Here in Phoenix, the weather is even hotter (110 degrees!) than that scorching day in the tobacco fields long ago. None of the Mennonites I see around me are smoking.
Just like the the preacher in Ecclesiastes says, “To everything there is a season and a time for every purpose under heaven.” and “All is vanity.”
I’m off today to embrace my brothers and sisters at the convention of the Mennonite Church-USA.
My New Beginning: to walk around the block near the convention center several times. And to drink lots of water! This may be a very good place to finish shedding a few pounds.
What’s your New Beginning? Please log it here. It’s easy. I LOVE reading what you are up to. Yesterday one of you consciously chose a new item on the menu because she wanted another New Beginning.
That’s a great paradox now. At the time nobody knew the true danger that tobacco packed. Just drove down through North Carolina. Still lots of tobacco growing there, but this time noticed wheat growing in the fields for the first time. Though to some wheat is also a hazard, some folks are listening to the truth about tobacco and smoking.
True, Joan. It’s hard for people living now to remember the Madmen era either of smoking or farming. And this crop had the advantage of being very communal. It kept a family busy for winter months as well as spring, summer, and fall.
I love how your Dad outwitted you in the tobacco worm story, perhaps unwittingly.
You know all about my parents’ switch from tobacco to tomato farming and my Uncle Landis’ cigars in my “Tomato Girl” post. But you don’t know about the smokers on the Martin side of the family.
Uncle Joe nearly burned his fingers with a match lighting his pipe as he talked about the world going up in smoke. Everybody worried about Communism then. The dangers of smoking? Not so much.
Ha! You have a great comic spirit, Marian. Of course, today in Phoenix, I can observe that it’s smokin’ hot.

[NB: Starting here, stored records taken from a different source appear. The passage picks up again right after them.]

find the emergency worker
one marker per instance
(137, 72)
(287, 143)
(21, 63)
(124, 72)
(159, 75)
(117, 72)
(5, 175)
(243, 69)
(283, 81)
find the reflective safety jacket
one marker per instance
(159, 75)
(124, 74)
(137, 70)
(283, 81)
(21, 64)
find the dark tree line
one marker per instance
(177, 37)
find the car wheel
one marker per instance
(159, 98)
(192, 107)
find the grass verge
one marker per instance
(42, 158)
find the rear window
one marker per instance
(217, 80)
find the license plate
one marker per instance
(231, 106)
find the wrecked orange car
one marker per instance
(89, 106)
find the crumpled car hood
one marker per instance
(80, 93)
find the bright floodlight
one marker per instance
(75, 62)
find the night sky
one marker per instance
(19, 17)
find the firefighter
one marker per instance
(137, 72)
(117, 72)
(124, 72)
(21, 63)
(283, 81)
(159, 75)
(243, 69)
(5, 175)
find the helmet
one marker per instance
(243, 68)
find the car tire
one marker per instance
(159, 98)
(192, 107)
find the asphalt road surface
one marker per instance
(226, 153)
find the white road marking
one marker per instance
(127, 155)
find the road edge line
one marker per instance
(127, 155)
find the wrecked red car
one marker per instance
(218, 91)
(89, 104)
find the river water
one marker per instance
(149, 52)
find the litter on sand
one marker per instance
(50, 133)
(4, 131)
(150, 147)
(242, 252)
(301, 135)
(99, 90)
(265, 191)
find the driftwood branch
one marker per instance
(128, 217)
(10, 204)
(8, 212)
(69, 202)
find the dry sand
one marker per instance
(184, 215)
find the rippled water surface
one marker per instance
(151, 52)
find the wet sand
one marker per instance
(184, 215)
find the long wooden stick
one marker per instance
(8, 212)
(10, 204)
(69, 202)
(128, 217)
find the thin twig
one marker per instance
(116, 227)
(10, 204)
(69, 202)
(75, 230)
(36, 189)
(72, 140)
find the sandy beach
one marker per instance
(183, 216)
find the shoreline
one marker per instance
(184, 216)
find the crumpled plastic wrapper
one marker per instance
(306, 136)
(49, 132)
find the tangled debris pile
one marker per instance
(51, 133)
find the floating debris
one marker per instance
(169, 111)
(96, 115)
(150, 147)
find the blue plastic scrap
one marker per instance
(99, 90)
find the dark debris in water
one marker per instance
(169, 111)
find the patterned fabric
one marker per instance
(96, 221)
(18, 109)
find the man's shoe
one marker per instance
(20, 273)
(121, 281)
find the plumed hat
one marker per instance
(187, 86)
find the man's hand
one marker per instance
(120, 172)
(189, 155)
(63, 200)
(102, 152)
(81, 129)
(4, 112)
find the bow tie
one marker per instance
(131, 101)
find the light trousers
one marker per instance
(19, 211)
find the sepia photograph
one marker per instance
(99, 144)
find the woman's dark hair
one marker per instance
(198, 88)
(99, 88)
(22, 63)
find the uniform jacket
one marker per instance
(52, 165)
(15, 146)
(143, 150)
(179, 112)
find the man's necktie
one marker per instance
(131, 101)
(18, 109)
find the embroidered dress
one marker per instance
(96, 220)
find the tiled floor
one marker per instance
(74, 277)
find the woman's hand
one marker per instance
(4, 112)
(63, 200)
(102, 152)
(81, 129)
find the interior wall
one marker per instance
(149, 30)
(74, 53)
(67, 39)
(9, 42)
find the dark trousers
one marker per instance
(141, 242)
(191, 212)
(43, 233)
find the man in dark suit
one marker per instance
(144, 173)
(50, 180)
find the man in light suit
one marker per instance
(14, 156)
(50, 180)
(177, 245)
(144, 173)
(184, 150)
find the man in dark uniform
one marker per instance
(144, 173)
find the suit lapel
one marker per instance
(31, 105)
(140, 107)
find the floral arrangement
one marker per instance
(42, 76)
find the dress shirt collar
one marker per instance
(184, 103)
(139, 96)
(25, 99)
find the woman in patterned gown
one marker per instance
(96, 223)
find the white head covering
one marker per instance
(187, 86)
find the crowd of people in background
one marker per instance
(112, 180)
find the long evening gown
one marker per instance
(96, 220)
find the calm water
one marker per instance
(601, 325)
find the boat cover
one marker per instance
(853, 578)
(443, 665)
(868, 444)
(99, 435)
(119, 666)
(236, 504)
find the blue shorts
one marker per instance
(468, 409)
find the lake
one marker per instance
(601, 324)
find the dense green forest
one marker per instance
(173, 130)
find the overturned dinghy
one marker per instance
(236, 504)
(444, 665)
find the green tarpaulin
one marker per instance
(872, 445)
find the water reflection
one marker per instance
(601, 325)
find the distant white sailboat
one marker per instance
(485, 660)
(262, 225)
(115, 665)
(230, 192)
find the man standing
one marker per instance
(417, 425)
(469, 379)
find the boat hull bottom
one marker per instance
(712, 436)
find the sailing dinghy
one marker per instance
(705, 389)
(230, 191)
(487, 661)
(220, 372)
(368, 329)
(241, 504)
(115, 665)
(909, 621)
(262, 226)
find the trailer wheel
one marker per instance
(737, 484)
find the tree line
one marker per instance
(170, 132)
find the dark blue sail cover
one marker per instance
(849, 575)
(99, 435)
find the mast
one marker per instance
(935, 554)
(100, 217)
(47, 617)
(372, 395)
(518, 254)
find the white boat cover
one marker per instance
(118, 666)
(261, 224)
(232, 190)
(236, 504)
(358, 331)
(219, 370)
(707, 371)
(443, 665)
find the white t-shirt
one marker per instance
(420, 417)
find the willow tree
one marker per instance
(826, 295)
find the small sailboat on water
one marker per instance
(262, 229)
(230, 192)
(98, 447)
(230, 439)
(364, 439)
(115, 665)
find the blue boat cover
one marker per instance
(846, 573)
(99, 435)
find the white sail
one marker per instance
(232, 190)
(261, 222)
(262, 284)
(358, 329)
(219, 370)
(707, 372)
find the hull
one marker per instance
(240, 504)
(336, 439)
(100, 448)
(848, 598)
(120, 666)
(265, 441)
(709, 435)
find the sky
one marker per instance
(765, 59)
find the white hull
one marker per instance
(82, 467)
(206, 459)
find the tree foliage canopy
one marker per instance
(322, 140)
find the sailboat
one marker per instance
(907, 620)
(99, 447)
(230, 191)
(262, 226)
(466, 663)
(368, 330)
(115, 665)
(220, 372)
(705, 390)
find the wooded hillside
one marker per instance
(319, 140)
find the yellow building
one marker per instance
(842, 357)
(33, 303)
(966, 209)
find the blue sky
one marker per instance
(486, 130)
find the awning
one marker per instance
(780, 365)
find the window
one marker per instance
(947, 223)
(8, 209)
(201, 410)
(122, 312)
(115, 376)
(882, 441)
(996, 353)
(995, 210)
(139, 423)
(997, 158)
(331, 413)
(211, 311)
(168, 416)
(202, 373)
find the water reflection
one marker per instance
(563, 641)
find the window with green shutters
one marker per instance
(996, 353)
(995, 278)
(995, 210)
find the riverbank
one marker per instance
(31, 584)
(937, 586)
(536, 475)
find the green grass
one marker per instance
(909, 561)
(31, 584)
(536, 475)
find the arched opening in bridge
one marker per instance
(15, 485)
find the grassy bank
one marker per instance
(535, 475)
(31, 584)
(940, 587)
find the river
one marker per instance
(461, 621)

reminds me of a conversation about marijuana at a colorado church coffee hour. a woman of advanced years says, “i don’t use the stuff, but i don’t see why we couldn’t grow it as a crop.”
Diane, that woman must have grown up on a farm. 🙂
Growing up in TN, I fondly remember the Sunday afternoon drives daddy used to take us on, and I can see the fields of the green tobacco plants. You need to know daddy was a two-pack/day smoker. What I couldn’t believe was that something that looked so nasty came from such a beautiful plant! Now, we know that plant had some nastiness unidentified in the early 1950s. Loved reading your story of your daddy and the tobacco worm, Shirley.
Enjoy your conference and time with your Mennonite brothers and sisters. Although not quite as warm there, Portland is experiencing 90+ days and early on even a smarting level of humidity. The days are improving!
My new beginning today is to not complain about the heat and dry weather we’re having when so many are losing so much in other areas of our country.
Tobacco is beautiful, isn’t it? No wonder it was a sacred plant to the native Americans. I love the way all the rows in the picture above go back to a vanishing point at the end of the field. I remember how long these rows were when we weeded and suckered every plant by hand!
Thanks for the good wishes. You have such an obvious compassionate heart, Sherrey. I really appreciate all your comments.
I learned my multiplication tables in the stripping room not far from your farm!
Stripping room, isn’t that a great name? One could write a whole book on tobacco farming and its positive impact on family life, despite its obvious other deficiencies.
I like to think of two little girls growing up without knowing each other but with really similar influences. I always enjoy your comments.